Evidemment chacun peut être libre de penser que face à l’émergence de technologies comme par exemple l’édition génomique, le choix “moral” à faire est de refuser a priori leur utilisation, à l’instar en cela du Vatican, de Jürgen Habermas, de Francis Fukuyama ou de Léon Kass. Cependant, il convient de noter que refuser une technique n’est pas moins invasif ni plus “naturel” que de l’utiliser. C’est toujours une question de décision de l’homme sur lui-même. Refuser une technique est un choix : arbitraire, risqué, aussi discutable qu’un autre. Le monde qui déciderait d’interdire les technologies considérées comme « transhumanistes » ne serait pas moins dystopique que celui dans lequel nous décidons de les utiliser : il nécessiterait une surveillance constante et une répression policière par une autorité mondiale, pour s’assurer que nulle part ou quelque « pécheur » entend à “manger le fruit défendu”. Bref, il s’agirait de faire de ce que Michel Onfray appelle « l’heuristique de la peur » (par opposition à « l’heuristique de l’audace ») une idéologie mondiale. Le même philosophe, cependant, lorsqu’il propose son « eugénisme de l’évitement », c’est-à-dire une biopolitique purement négative, visant à éliminer les maladies, les défauts génétiques, etc. mais pas à proposer un modèle positif, fait preuve d’une certaine naïveté philosophique : définir la « vie bonne » en termes négatifs signifie seulement opérer une périphrase philosophique, au terme de laquelle une décision sur l’humanité de l’homme sera de toute façon prise.

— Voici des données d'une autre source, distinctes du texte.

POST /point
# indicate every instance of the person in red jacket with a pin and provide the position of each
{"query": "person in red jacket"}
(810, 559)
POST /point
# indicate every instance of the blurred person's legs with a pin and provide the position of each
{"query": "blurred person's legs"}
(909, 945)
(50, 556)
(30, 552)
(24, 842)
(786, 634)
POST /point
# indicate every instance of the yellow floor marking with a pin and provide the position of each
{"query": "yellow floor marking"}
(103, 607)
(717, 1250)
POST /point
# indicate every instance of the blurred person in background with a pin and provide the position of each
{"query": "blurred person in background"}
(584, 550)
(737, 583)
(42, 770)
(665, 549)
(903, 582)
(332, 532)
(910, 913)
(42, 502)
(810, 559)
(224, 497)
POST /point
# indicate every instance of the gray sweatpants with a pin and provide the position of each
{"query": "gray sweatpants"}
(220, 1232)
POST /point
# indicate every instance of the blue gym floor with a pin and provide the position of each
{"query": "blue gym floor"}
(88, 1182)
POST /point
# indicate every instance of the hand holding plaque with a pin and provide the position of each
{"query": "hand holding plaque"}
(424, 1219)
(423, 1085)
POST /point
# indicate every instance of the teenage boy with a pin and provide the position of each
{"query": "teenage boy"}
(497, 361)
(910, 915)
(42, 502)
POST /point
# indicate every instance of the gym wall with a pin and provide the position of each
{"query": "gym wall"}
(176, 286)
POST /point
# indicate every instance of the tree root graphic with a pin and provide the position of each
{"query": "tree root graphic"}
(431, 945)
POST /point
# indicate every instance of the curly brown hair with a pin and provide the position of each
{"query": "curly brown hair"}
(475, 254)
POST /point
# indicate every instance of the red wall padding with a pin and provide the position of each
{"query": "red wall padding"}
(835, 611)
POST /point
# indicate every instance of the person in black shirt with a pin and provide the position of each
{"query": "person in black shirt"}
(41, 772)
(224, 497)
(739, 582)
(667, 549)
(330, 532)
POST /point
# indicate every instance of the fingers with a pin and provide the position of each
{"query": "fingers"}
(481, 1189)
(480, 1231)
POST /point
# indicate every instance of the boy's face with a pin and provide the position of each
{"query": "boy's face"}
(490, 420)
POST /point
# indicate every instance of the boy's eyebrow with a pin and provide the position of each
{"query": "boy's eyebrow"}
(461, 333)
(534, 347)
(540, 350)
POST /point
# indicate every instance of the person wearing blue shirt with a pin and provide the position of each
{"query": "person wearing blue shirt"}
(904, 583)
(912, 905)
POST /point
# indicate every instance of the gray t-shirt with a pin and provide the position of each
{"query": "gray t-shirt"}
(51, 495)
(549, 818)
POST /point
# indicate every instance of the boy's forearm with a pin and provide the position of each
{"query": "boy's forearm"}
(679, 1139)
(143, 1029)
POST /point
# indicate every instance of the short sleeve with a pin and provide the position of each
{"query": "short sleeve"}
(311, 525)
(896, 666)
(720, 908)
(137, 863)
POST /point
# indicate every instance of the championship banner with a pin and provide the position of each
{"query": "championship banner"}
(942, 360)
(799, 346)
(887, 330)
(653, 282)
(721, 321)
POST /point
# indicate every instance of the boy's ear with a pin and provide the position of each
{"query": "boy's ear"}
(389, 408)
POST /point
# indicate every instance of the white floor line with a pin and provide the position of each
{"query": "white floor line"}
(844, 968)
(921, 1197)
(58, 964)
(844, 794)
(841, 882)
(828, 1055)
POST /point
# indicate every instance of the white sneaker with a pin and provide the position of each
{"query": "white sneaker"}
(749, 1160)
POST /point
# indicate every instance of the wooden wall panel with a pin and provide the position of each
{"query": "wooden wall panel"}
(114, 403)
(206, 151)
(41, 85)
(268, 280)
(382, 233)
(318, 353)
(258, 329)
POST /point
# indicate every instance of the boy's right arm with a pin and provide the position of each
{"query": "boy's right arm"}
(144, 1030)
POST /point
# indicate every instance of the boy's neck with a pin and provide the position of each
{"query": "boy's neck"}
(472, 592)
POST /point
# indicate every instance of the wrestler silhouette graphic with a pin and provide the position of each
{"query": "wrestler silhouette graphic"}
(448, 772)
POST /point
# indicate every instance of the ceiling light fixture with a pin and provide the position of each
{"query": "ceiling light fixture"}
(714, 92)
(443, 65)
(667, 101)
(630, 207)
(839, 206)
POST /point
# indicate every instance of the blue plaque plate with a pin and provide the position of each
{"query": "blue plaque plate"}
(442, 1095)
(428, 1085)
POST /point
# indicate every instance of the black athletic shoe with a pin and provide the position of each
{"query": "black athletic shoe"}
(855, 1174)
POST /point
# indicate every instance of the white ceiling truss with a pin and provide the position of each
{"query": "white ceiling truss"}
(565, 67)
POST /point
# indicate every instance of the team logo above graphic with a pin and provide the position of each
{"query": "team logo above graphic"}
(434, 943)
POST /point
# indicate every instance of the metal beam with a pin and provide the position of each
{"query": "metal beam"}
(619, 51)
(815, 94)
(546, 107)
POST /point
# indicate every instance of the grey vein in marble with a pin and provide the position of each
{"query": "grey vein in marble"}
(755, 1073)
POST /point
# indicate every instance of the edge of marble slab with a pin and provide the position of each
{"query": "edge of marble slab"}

Face à ce destin, un enthousiasme naïf et romantique n’est certes pas de mise, pas plus, cependant, qu’une fermeture aprioriste et réactionnaire. La possibilité de se transformer radicalement et de transformer le monde est un fait. Face à ce fait, nos catégories doivent être reformulées, conformément à l’esprit de conquête qui a toujours caractérisé le monde européen. Le tournant radical qui se présente à nous appelle certes à la responsabilité et à la sagesse. Mais aussi au courage et à la capacité d’imaginer des futurs alternatifs. En tout cas, ceux qui ont l’ambition de penser à l’Europe de demain ne peuvent pas se permettre le luxe conservateur d’ériger des tranchées pour défendre l’homme d’hier. Ceux qui agissent ainsi ne font que laisser à nos ennemis le soin de former l’homme de demain.